NHS research boosts cyclist pedal power

Orthopaedic specialists at NHS Golden Jubilee have carried out a study which could give elite cyclists a competitive edge by using a shorter pedal crank.

Golden Jubilee’s Orthopaedic Research Team used a state-of-the-art motion capture system to collect data on patients who have had hip or knee replacement surgery.  

This 3D motion capture system is commonly used in Hollywood to transform actors into superheroes and create other special effects but it can also be used to measure and examine human motion, helping to improve orthopaedic care for future patients.

The trail successfully determined if the length of the bike’s crank – the stem which leads from the pedal to the chain cog – can have an effect on power production in an aerodynamic time trial position and whether it impacted on speed.

The results collected saw an average power increase of 4.33%, and an average gain in theoretical speed of 2.07% for all participants who used shorter cranks.

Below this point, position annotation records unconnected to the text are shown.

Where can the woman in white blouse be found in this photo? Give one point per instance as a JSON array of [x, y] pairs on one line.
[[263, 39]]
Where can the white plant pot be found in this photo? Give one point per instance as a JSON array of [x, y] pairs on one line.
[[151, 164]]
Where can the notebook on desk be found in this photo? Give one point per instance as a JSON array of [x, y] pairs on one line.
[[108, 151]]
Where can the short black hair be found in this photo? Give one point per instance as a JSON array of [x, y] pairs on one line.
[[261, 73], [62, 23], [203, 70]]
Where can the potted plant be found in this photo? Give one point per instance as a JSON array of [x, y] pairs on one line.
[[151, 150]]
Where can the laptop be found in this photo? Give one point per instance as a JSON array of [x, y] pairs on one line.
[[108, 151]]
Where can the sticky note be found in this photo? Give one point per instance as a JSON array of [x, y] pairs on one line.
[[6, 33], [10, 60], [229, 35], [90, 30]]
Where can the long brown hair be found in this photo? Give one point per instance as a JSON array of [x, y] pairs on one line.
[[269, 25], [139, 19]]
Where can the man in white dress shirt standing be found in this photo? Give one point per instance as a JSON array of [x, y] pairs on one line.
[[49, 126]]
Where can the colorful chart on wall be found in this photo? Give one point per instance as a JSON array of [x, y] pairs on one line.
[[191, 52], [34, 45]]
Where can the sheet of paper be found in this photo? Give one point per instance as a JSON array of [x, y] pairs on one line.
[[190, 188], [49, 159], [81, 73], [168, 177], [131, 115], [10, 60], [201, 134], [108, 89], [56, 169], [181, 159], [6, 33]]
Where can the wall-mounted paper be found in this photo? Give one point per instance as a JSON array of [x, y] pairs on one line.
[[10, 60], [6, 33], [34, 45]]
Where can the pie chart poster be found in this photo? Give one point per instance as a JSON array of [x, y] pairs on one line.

In addition to this, subjects who took part said they felt a reduced strain on hamstrings, hip flexors and gluteal muscles, aiding recovery and reducing overall strain.

Golden Jubilee Consultant orthopaedic surgeon, Jon Clarke, who was involved in the research, said: “The results of this trial have shown that using shorter bicycle cranks when cycling in an aerodynamic time trial position improves sustainable power output and final race speed.”

“Therefore, shorter cranks may be used to obtain a competitive advantage while, from an injury prevention perspective, shorter cranks may also be beneficial as subjects reported feeling more comfortable in the aerodynamic position with the shorter cranks.”

The trial included three 20-minute maximal cycling tests on three separate days.  Power output and heart rate data was recorded for each of the tests and the frontal area of the subject was measured to calculate theoretical speed in a different position.